Although typical garden pests, from snails to spider mites, may negatively affect canna lily periodically, they do not cause severe damage or death to the plant. A specific caterpillar, called the lesser canna leaf-roller, actually uses the flower and foliage stalks as hiding spaces. When new leaves emerge, they are tightly wound. The caterpillar uses that tight space to form protective webbing, where it hides, feeds and reproduces. Because the pest isn't seen easily, your canna may succumb to long-term feeding as it shows signs of growth stunting and wilting.
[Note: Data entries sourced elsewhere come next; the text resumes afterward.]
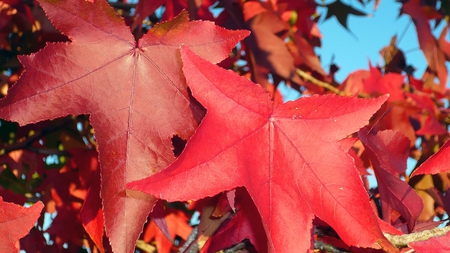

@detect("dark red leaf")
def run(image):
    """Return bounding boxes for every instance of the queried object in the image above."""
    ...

[128,48,397,252]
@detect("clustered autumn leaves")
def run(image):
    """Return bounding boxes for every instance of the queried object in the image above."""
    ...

[0,0,450,252]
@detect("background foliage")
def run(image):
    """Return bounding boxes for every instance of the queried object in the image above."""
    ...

[0,0,450,252]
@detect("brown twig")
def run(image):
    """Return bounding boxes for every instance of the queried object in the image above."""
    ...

[384,226,450,247]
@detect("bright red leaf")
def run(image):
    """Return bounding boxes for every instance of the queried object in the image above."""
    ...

[0,0,248,252]
[208,188,267,252]
[0,196,44,252]
[128,48,396,252]
[359,129,423,231]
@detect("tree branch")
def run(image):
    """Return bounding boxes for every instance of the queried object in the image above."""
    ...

[384,226,450,247]
[295,69,345,96]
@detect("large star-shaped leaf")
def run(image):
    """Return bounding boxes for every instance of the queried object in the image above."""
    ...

[128,48,396,252]
[0,0,248,252]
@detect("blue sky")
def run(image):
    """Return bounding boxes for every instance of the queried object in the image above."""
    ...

[316,0,445,82]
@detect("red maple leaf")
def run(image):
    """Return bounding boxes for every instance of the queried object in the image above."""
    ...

[359,129,423,231]
[128,47,397,252]
[0,196,44,252]
[0,0,248,252]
Foliage cannot photosynthesize when it has been damaged by a caterpillar or when it cannot open to receive full sunlight.
Canna lily grows from rhizomes, or underground stems. Growing up to 2 feet long, these storage organs must be in damp, but not soggy, soil. Rhizome rot causes canna die-back if soil drainage is poor. Bacterial blights and fungal leaf spots are also common canna pathogens. If you see reddish-orange bumps along the foliage, canna rust fungi have set in. Water your lily in the morning, watering directly at its root level; wet foliage left overnight encourages fungi pathogens to reproduce rapidly. An affected canna lily is overcome slowly by infected blisters and turns black as it dies back.
You may be alarmed to see canna lily flowers fading after only one day, but canna does not have long-lasting blossoms. Flowers fading is not a sign or symptom of death but a normal flowering cycle for canna lily. Once a flower opens and begins to fade, another blossom unfurls on the same spike. As the spike fades, another spike appears from the long rhizome below. You should see continual flowers from summer to late fall. Encourage more flowers by pruning spent blossoms off the spike; that task improves the overall aesthetics of the plant as well.
Canna lily naturally dies back when cold weather arrives. Its foliage yellows and wilts then. Do not remove the foliage until it has a papery texture. Keeping the foliage in place until then allows the canna to photosynthesize and store energy for next year's flowers and foliage. If your canna has grown well consistently for about four years, dig up its rhizome, divide it and replant the sections separately. When spring or summer arrives, canna lily has a reinvigorated growth period; a large rhizome clump shows signs of poor growth because it is too crowded to produce numerous blossoms.